# Vax pressure washer sale - Upto £140 off!!!



## johnsastra16v (Oct 7, 2007)

Massive savings to be had here! Including pressure washers and steam cleaners.

Thought it would be good to post on here.

Feel free to use my staff code to access these great savings

STAFF-247

http://www.vaxsale.co.uk/login/


----------



## nbray67 (Mar 22, 2012)

WOW!

Question if anyone can answer, are there snow foam connectors available for Vax PW's???

Worded differently, what connector type is it for a Vax PW? For £85 incl delivery for a 2500w machine it must be worth a punt, IF, that's a big IF, I can get an adaptor so I can use a snow foam bottle with it.


----------



## Beancounter (Aug 31, 2006)

Many thanks OP. Took a punt on the 2500W one. Need something for cleaning the bikes etc, so if I can get a foam lance adaptor, even better, but for £80, good little buy with the extra's........ also looking at upright hoovers 

@ nbray67 - did a quick bit of research and it's a Lavor.


----------



## nbray67 (Mar 22, 2012)

Cheers beancounter.

My search brought up that it may be a Lavor connector, same as the Lidl Parkside PW's.

For £85 with all the accessories though, I might just bite the bullet.
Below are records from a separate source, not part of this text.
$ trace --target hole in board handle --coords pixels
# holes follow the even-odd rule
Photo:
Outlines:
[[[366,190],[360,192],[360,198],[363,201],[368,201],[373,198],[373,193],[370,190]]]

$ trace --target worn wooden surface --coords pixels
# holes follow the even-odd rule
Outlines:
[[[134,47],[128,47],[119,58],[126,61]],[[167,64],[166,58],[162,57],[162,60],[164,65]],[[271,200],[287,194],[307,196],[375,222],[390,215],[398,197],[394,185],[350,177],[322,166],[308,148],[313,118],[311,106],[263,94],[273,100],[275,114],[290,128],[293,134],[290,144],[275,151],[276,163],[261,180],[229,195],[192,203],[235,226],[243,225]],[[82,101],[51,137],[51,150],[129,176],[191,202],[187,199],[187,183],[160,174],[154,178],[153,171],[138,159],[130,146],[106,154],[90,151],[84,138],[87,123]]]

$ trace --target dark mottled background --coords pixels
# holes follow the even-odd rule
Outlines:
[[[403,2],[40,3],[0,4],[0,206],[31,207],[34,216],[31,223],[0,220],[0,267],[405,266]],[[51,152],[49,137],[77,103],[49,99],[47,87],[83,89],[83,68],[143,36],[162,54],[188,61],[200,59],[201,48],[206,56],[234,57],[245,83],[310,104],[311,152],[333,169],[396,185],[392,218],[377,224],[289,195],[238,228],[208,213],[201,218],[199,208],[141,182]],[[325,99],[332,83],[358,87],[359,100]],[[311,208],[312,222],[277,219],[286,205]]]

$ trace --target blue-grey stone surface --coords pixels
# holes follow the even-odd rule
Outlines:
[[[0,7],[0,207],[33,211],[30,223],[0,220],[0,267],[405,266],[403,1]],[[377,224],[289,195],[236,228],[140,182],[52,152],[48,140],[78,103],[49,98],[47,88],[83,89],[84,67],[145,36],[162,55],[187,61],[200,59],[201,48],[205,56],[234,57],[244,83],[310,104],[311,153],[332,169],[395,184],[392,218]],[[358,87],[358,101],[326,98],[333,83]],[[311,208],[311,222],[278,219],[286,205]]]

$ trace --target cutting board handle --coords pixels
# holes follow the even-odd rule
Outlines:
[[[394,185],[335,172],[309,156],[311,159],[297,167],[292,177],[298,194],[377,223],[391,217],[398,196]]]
I still have a K2 for snowfoaming if I can't get a suitable connector for the Vax one.


----------



## BlackPanther (Oct 23, 2010)

Thanks for sharing OP... :thumb:


----------



## Mindaugas (Sep 22, 2014)

Now thats is cheap..

THANKS!!!


----------



## Beancounter (Aug 31, 2006)

Mines been dispatched, should be with me on Monday (ended up adding a vacuum to the order too ), I'll take a picture of the lance connector once it arrives.


----------



## Dal3D (Jul 13, 2014)

Password MSE14 also works fine as generated from moneysavingsexpert :thumb:


----------



## nbray67 (Mar 22, 2012)

Beancounter said:


> Mines been dispatched, should be with me on Monday (ended up adding a vacuum to the order too ), I'll take a picture of the lance connector once it arrives.


I've got the 2500w machine on it's way, like you, it should be here early next week.

I'm sure between us we can work out what connector will fit to enable us to use a snowfoam bottle.


----------



## Beancounter (Aug 31, 2006)

Having looked again, I think you're right nbray, does look like a Lavor connector


----------



## Beancounter (Aug 31, 2006)

Arrived home to find both things delivered 

This is the fixing. Definitely a Lavor style


----------



## nbray67 (Mar 22, 2012)

Beancounter said:


> Arrived home to find both things delivered
> 
> This is the fixing. Definitely a Lavor style


Cheers for that bud.

Could somebody else pipe up and confirm this style of fitting please?


----------



## Fastidious (Oct 30, 2014)

I don't have my own so I'm looking at getting one also, which model are you going for??? I'll get the same as everyone else so I know which attachments to get as I've never used snow foam before...


----------



## nbray67 (Mar 22, 2012)

Fastidious said:


> I don't have my own so I'm looking at getting one also, which model are you going for??? I'll get the same as everyone else so I know which attachments to get as I've never used snow foam before...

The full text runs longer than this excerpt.